Mit diesen tödlichen Maßnahmen unzufrieden hat der Präsident jetzt sein Veto gegen den Gesetzesentwurf vom 03.07. ausgesprochen, der die Maskenpflicht in Geschäften, Kirchen und Schulen vorsah. Er hat ebenfalls sein Veto gegen Strafen für die abgegeben, die diese Regeln missachten und gegen die Verpflichtung der Regierung, gratis Masken an die Ärmsten zu verteilen, die die größte Anzahl der Opfer der Covid 19 ausmachen, und an die Gefängnisbevölkerung (750.000). Diese Vetos erlauben aber, das lokal die Maskenpflicht beibehalten wird.

Am 8.07. blockierte Bolsonaro Teile eines Gesetzes, das im Senat beschlossen worden war, welches die Regierung verpflichtete, den Indios Trinkwasser, Hygieneartikel, Internet und Basislebensmittel sowie Saatgut und Werkzeuge für die Landwirtschaft zur Verfügung zu stellen. Er sprach auch sein Veto gegen Nothilfe für die Gesundheitsversorgung der Indigenen und Quilombolas aus und deren Zugang zur Hilfsgeldzahlung von 600 real (100 Euro) für drei Monate. Außerdem gab er sein Veto für die Pflicht der Regierung, der indigenen Bevölkerung mehr Spitalsbetten und Beatmungsapparate zur Verfügung zu stellen.

Indigene Bevölkerung und Quilombolas (das sind Siedlungen ehemaliger Sklaven) wurden durch die Umweltzerstörung vor Allem im Amazonasgebiet bereits dezimiert.

Bitte informieren sie weit über diese Verbrechen gegen die Menschheit. Diese Enthüllungen müssen die Medien in Ihrem Land erreichen, über das Internet, bis zum Menschenrechtsforum der ONU, in Genf, und bis zum Internationalen Gerichtshof in Den Haag, aber auch an die Banken und die Unternehmen, deren Investitionen die Regierung Bolsonaros braucht.
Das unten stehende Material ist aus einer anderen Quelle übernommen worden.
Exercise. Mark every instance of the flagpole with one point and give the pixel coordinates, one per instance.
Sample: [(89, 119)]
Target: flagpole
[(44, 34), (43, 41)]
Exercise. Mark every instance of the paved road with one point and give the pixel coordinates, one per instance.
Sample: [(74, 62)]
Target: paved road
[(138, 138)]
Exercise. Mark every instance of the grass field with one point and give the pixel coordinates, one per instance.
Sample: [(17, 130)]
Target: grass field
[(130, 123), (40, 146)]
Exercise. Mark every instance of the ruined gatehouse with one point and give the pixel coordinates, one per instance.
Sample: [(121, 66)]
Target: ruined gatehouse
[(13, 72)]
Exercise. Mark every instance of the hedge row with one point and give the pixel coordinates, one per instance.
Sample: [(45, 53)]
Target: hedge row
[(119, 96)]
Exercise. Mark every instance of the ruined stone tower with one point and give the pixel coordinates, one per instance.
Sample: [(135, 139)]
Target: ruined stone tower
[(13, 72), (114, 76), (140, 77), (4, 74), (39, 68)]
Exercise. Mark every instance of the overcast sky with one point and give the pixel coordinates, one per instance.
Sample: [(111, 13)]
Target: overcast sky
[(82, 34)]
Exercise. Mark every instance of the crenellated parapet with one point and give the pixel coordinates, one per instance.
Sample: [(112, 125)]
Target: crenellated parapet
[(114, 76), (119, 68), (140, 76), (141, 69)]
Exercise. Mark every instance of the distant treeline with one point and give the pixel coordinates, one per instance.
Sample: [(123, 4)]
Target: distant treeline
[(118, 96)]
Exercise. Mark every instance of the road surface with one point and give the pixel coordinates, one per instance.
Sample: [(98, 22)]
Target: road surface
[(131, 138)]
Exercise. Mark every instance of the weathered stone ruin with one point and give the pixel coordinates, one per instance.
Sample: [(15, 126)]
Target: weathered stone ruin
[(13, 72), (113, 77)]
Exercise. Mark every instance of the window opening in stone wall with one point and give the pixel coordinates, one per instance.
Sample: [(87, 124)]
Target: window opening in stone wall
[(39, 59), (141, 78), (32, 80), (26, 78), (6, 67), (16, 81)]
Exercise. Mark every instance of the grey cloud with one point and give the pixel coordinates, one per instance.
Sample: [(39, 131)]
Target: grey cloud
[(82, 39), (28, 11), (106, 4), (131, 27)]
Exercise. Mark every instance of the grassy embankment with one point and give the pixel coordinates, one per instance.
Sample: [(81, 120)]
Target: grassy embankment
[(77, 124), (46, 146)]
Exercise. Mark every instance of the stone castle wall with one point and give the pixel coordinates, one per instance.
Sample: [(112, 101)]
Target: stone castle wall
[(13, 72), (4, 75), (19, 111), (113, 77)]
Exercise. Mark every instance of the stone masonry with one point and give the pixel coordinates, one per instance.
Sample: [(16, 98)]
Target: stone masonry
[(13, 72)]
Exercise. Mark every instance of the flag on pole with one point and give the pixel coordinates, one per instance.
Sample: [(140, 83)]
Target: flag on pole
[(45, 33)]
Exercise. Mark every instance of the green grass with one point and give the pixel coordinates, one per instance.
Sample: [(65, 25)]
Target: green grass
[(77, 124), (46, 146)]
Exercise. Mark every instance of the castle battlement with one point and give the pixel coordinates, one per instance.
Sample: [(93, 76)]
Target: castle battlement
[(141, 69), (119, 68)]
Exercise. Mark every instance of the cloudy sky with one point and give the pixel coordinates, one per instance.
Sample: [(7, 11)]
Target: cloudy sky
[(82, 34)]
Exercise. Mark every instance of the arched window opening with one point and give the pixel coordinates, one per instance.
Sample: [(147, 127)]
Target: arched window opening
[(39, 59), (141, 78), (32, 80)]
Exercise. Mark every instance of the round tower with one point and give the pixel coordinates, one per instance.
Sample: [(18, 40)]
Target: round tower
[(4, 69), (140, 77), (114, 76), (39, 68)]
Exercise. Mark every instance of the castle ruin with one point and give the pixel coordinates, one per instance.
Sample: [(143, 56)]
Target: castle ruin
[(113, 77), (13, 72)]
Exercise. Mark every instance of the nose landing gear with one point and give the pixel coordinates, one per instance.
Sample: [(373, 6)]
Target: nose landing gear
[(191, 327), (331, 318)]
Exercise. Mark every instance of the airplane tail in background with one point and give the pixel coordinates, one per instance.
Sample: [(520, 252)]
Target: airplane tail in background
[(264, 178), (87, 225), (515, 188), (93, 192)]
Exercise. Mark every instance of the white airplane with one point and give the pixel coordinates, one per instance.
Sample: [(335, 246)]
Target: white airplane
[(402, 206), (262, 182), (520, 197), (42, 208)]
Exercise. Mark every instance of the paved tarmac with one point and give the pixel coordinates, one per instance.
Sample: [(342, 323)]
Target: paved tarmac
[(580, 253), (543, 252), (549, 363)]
Schon lange bevor der Economist den Präsidenten Bolso-Nero nannte, habe ich das getan, Nero spielte die Leier, als Rom in Flammen stand und Bolsonaro spielt die Leier und macht Werbung für Chloroquin, ein Medikament, dessen Wirksamkeit gegen Covid19 nicht erwiesen ist. Seine Hersteller sind Alliierte des Präsidenten…

Ich danke für Euer solidarisches Interesse an diesem Brief. Nur der Druck von Außen wird es erlauben, den Völkermord, unter dem unser liebes und wunderbares Brasilien leidet, in Grenzen zu halten.

Brüderlich

Bruder Betto

Bruder Betto ist Dominikanermönch und Schriftsteller, er nimmt an der FAO teil, sowie an sozialen Bewegungen.